Wednesday, September 2, 2009
So we pick each other up and head on down to "waller-mart" This is what one of my daughters calls it and i cant seem to stop.
I'm getting the ever neccesary bathroom tissue dish soap and what not. She is getting Jay some nicotine patches. He's quitting again and the patch really helps.
Were spending a lot of time in the patch aisle and I start thinking, This patch is small but he absorbs the poison nicotine through his skin.... weird.
I go home and carry on with my life as usual.
We are still inserting mimi's undies with the left over sposies from tinsley at night time. and she is still not making it through the nite. Even with two pee breaks in the nite she is always wet in the am.
Doing laundry one day i guess one of the disposables went through the wash. YOu know what im talking about... the gel or whatever those soft little pebbles r were all over my clothes. so I washed again.... they were still theyre all over my shit!!! Not disapearing. They look unatural. This is definetly bad for the enviroment and im trying to wash them down the drain. Very irresponsible.

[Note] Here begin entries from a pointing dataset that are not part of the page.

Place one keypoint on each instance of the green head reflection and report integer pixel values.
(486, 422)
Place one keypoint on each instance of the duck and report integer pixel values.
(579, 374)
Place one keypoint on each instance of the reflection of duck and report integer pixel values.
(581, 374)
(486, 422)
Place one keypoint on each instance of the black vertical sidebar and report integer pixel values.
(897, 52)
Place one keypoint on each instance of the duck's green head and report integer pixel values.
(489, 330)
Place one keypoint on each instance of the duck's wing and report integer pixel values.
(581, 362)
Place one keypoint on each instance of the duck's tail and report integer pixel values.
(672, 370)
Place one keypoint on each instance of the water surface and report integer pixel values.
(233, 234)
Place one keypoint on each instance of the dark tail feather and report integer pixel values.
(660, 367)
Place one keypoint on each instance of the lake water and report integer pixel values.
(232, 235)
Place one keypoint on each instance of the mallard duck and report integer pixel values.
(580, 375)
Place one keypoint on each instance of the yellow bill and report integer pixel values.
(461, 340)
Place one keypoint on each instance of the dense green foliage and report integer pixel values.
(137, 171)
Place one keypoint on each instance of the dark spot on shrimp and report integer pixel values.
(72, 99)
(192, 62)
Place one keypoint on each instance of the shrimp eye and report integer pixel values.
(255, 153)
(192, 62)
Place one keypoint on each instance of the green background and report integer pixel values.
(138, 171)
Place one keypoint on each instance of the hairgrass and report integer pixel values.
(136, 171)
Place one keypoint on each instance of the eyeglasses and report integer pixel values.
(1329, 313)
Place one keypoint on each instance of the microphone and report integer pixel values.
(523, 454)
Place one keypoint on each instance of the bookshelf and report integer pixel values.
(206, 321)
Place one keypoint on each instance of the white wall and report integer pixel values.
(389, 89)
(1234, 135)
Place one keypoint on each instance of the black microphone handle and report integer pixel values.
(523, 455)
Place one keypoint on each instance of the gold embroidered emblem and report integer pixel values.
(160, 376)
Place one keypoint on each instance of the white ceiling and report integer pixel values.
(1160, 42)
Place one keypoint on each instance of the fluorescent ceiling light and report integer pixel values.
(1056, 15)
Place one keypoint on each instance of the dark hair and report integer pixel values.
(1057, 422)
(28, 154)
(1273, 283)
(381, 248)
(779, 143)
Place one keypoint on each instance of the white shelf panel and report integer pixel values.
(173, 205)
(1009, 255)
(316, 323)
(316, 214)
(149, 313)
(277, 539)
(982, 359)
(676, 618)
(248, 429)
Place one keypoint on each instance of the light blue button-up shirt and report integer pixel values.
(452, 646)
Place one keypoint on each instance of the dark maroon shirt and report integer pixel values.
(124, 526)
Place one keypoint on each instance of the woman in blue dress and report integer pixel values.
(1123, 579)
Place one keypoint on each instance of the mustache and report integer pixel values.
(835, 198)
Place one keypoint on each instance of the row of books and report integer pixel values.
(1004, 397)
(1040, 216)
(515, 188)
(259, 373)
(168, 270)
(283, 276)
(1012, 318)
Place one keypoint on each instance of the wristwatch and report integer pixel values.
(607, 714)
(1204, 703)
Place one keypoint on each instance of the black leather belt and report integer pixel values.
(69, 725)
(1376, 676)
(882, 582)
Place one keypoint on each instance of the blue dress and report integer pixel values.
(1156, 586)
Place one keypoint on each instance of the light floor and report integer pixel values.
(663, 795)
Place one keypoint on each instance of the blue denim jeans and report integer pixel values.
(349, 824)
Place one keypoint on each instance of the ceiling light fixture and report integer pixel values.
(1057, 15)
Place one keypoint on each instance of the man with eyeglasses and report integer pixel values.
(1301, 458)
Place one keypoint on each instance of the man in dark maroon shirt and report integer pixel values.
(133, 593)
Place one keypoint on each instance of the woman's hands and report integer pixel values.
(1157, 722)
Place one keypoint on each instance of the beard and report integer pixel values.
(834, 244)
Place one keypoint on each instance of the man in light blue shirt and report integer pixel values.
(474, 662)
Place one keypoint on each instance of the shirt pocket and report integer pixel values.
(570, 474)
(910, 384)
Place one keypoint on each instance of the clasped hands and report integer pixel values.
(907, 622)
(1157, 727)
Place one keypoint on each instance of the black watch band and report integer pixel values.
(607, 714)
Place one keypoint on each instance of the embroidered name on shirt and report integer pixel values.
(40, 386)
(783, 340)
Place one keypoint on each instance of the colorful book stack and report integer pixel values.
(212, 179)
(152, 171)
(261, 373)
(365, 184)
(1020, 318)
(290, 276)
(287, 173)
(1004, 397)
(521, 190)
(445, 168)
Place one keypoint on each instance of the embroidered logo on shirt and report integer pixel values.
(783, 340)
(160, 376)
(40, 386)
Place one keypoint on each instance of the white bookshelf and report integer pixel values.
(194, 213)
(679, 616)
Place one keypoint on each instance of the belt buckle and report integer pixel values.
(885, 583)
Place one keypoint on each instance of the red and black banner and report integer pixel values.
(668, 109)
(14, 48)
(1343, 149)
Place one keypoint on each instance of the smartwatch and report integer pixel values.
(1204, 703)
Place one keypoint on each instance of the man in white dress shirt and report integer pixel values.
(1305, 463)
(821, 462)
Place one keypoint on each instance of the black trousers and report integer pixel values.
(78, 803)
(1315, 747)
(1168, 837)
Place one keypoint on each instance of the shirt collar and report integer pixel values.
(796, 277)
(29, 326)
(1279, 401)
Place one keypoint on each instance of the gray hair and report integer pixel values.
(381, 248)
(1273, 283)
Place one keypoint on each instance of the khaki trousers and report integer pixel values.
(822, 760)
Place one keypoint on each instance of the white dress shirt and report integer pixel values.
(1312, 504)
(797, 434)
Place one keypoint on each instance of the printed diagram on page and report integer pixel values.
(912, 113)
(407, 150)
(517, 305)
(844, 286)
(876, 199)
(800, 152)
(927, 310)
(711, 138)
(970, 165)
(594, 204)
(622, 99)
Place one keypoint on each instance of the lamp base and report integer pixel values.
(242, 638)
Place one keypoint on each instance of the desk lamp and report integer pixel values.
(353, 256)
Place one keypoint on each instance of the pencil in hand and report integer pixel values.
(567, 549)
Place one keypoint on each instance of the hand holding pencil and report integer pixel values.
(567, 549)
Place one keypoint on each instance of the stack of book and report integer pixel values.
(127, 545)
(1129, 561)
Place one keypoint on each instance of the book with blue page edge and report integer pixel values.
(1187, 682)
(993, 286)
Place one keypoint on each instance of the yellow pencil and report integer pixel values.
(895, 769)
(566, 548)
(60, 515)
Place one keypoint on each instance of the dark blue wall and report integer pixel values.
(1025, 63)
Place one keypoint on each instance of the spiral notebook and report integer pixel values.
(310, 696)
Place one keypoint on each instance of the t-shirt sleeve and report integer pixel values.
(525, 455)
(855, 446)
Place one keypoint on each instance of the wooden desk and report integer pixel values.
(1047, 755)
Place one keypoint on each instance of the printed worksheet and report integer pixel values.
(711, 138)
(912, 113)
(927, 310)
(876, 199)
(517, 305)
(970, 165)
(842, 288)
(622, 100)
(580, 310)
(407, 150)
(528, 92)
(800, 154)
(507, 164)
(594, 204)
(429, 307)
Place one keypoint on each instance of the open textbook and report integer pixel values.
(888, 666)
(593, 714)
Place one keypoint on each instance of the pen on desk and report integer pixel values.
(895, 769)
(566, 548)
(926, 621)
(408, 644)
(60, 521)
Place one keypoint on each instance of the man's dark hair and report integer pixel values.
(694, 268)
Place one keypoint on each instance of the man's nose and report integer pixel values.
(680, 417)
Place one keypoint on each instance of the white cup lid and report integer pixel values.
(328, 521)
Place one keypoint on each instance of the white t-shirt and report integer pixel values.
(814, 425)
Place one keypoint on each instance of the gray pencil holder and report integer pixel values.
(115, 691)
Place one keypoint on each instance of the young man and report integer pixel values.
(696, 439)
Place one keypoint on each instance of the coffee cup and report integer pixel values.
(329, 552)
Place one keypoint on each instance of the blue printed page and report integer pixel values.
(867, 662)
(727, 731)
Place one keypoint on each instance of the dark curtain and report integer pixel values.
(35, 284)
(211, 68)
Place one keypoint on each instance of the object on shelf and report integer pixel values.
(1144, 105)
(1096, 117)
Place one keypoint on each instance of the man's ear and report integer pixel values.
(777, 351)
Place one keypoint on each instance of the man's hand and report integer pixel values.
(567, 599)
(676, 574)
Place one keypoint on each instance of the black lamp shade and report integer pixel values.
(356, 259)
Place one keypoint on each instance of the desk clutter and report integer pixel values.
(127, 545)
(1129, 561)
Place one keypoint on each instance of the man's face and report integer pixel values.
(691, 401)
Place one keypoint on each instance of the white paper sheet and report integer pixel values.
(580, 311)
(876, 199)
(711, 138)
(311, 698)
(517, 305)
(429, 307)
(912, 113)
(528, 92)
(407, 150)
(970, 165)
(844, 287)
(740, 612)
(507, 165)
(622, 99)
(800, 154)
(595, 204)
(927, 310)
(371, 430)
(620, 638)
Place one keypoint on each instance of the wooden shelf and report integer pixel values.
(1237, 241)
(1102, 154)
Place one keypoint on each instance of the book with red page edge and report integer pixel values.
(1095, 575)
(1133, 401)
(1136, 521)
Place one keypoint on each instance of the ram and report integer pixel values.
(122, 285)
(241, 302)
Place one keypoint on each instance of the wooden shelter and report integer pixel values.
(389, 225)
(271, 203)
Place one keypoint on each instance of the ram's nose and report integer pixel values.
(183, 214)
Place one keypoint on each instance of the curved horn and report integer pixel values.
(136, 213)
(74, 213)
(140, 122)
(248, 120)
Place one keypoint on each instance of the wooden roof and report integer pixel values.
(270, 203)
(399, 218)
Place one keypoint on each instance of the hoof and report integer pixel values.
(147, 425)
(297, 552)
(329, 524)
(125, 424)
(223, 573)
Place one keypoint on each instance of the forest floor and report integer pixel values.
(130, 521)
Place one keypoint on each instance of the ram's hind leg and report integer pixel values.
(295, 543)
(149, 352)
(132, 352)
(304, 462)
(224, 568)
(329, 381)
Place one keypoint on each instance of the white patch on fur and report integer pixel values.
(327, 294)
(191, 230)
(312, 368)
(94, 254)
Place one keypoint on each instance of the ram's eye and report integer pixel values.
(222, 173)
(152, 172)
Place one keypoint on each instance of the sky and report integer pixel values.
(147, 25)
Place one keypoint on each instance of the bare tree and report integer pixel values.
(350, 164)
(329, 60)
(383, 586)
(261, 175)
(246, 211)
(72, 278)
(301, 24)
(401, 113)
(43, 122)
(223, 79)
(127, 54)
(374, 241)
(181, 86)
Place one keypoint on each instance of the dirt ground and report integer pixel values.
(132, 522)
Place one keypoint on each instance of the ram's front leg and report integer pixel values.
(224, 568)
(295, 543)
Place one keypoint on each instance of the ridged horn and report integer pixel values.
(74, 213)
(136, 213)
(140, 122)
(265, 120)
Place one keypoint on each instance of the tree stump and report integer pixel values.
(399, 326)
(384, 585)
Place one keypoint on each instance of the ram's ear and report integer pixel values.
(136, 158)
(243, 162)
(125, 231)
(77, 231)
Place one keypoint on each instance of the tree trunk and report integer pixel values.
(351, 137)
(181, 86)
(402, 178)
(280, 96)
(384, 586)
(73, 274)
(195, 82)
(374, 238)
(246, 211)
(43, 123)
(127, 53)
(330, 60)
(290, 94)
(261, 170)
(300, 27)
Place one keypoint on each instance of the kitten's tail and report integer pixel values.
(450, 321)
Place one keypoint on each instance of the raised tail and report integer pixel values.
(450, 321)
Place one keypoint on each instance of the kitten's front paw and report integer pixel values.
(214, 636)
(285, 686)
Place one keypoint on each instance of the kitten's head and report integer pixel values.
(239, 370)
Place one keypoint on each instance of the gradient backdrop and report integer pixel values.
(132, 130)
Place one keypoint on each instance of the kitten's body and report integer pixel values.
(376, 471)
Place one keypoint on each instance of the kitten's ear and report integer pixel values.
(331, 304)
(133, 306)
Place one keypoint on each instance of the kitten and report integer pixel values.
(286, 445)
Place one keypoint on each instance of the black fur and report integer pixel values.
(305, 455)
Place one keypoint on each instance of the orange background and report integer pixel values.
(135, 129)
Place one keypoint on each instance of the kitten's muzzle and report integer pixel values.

So I bring my clothes and sit on my kitchen floor by the trash and start picking off the gelly balls. Im aggravated and i blame this problem on my husband dennis. God why do men even attempt laundry...argh!!! Can you imagine how pissed i would be if dennis left all the laundry to me. I'm so flipping unreasonable!
But Im starting to think about these disposables even more. Two loads of laundry and its basically intact. I look online to find out what they're made of. Any cloth diaper site cant wait to tell you all about the horrible disposable. So i dont go theyre, i just want to know. What i read is " the most poisonous chemical in the world dioxin" Who knows if this statement is true. But then I read "cancer rates up" "Causes Cancer" "Infertility" "500 years to decompose" which i find a weird statement since they've only being around for 50 years so how would they know! But its obvious they can survive quite a bit. I dont know why but at this momment all I can think about is my brother in law jay's patch.
Holy crap he can get nicotine from a 2"x2" patch. What the F#@% am i leaching into my childrens tiny little bodies. I decide I dont want to know. I shut the computer off automattically disgusted by my train of thought. Crap now it's going to take forever to boot up! Im such an overreactor.
But i dont care no more disposables, In fact im going to buy all natural deodarant and soap. That nicotine patch has just made the jones house a lot stinkier!